A quarta possibilidade é juntar-lhe o prefixo re, esse intensificador. Temos como resultado resedere - uma forma muito intensa de acalmar. Resedere transformou-se na nossa forma resedá, essa árvore meio arbustiva que abunda nas ruas e praças, para a qual fiquei olhando na semana passada, enquanto escolhia quais árvores plantaria na calçada.

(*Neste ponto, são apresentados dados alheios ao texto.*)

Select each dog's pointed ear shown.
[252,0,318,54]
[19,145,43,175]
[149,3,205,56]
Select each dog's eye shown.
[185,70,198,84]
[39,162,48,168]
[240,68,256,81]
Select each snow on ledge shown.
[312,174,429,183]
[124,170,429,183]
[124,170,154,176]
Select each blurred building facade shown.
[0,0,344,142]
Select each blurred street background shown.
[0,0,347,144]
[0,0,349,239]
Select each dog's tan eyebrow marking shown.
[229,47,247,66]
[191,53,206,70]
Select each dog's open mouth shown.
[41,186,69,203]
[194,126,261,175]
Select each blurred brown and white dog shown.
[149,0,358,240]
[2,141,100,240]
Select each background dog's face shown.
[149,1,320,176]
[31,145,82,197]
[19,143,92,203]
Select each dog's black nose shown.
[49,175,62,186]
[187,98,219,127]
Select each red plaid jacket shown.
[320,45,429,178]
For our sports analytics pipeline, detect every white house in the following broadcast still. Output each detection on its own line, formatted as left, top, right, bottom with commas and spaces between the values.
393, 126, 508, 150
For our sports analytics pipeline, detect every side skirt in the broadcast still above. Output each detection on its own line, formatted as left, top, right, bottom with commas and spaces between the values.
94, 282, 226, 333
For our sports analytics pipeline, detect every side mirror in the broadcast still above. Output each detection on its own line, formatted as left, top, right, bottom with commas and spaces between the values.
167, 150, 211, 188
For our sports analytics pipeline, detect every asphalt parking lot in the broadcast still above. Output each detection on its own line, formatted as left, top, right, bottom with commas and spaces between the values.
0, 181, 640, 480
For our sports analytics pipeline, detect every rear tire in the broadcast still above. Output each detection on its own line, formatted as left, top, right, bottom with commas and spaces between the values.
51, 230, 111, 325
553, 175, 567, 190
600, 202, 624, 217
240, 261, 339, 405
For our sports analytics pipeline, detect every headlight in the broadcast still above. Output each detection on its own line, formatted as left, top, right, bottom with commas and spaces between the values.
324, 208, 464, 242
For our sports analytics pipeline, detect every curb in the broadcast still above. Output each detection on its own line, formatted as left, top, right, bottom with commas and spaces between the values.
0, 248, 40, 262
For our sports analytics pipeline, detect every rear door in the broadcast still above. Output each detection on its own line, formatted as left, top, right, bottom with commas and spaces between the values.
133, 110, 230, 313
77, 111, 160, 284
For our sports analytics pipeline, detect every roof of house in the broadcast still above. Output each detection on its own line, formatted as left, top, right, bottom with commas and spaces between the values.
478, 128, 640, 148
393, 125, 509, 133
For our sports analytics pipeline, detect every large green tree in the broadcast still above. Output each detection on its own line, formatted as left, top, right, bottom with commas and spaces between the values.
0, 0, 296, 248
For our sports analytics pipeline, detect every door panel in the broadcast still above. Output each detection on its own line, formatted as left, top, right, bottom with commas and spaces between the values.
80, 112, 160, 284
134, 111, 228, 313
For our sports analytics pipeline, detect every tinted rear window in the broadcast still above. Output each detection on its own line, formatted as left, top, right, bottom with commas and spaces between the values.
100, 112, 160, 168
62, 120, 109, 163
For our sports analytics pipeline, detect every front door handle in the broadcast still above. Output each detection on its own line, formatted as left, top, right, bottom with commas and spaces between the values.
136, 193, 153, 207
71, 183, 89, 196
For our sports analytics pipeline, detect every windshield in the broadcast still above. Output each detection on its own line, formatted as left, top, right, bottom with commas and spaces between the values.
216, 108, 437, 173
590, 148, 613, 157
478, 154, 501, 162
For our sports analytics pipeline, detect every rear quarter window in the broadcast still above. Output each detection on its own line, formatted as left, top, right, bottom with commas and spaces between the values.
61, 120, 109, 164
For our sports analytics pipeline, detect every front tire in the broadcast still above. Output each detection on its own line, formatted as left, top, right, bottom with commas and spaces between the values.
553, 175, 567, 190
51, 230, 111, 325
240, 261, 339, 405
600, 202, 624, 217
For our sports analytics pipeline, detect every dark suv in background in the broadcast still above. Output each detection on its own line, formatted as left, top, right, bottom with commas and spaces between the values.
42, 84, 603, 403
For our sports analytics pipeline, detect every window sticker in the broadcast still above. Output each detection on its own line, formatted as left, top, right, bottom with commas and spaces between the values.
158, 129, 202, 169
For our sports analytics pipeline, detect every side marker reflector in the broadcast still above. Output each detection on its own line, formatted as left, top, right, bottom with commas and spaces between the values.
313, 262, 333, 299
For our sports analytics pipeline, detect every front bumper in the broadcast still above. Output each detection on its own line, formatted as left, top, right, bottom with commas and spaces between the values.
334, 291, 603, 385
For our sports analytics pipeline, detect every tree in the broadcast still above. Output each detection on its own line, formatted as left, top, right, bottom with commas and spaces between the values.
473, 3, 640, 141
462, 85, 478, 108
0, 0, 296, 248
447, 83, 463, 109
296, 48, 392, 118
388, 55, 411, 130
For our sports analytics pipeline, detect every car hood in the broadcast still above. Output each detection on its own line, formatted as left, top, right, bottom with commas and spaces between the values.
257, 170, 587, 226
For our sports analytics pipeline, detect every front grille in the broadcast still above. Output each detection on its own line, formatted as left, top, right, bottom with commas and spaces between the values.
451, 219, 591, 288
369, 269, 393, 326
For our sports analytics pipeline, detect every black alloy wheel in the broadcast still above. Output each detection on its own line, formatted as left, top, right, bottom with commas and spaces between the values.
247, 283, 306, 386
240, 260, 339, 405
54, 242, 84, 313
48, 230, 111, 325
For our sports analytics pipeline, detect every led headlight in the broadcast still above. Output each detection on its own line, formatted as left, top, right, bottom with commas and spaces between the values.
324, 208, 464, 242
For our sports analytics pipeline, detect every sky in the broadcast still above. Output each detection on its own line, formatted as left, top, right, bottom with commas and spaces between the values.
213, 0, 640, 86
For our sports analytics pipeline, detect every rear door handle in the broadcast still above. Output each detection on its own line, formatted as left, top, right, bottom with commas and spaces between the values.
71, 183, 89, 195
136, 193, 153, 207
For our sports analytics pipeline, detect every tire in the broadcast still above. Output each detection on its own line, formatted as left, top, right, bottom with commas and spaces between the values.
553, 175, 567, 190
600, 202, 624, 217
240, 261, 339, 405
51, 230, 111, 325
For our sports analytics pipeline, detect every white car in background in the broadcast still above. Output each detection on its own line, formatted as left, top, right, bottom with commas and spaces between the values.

É diferente do resedá-amarelo (Galphimia brasiliensis), mais rústico, também chamado de quaró. O resedá-amarelo é uma planta usada magicamente nas religiões afro-brasileiras. Resiste às condições mais duras, aguenta secas longas e chuvas intensas. Ao contrário dos resedás que vemos florindo as calçadas, e que não resistem tão bem a geadas, o resedá-amarelo distrai-se com qualquer condição atmosférica. Usando-o para banhos, auxilia quem enfrenta adversidades persistentes na vida, e delas precisa reerguer-se. O resedá-amarelo é também uma "tintureira", usada desde a Idade Média para dar cor aos tapetes. É por isso uma planta que se impõe sobre o que está na base - e também essa qualidade, de tingir e modificar a cor dos elementos presentes, nos influencia quando a manipulamos. O resedá-amarelo acalma, tranquiliza e ajuda nos processos de reerguida. Para estarmos e sermos aquilo que podemos e queremos e devemos. E continuar à procura de palavras que despertem nossos sentidos para as coisas que, por serem verdade, valem as penas.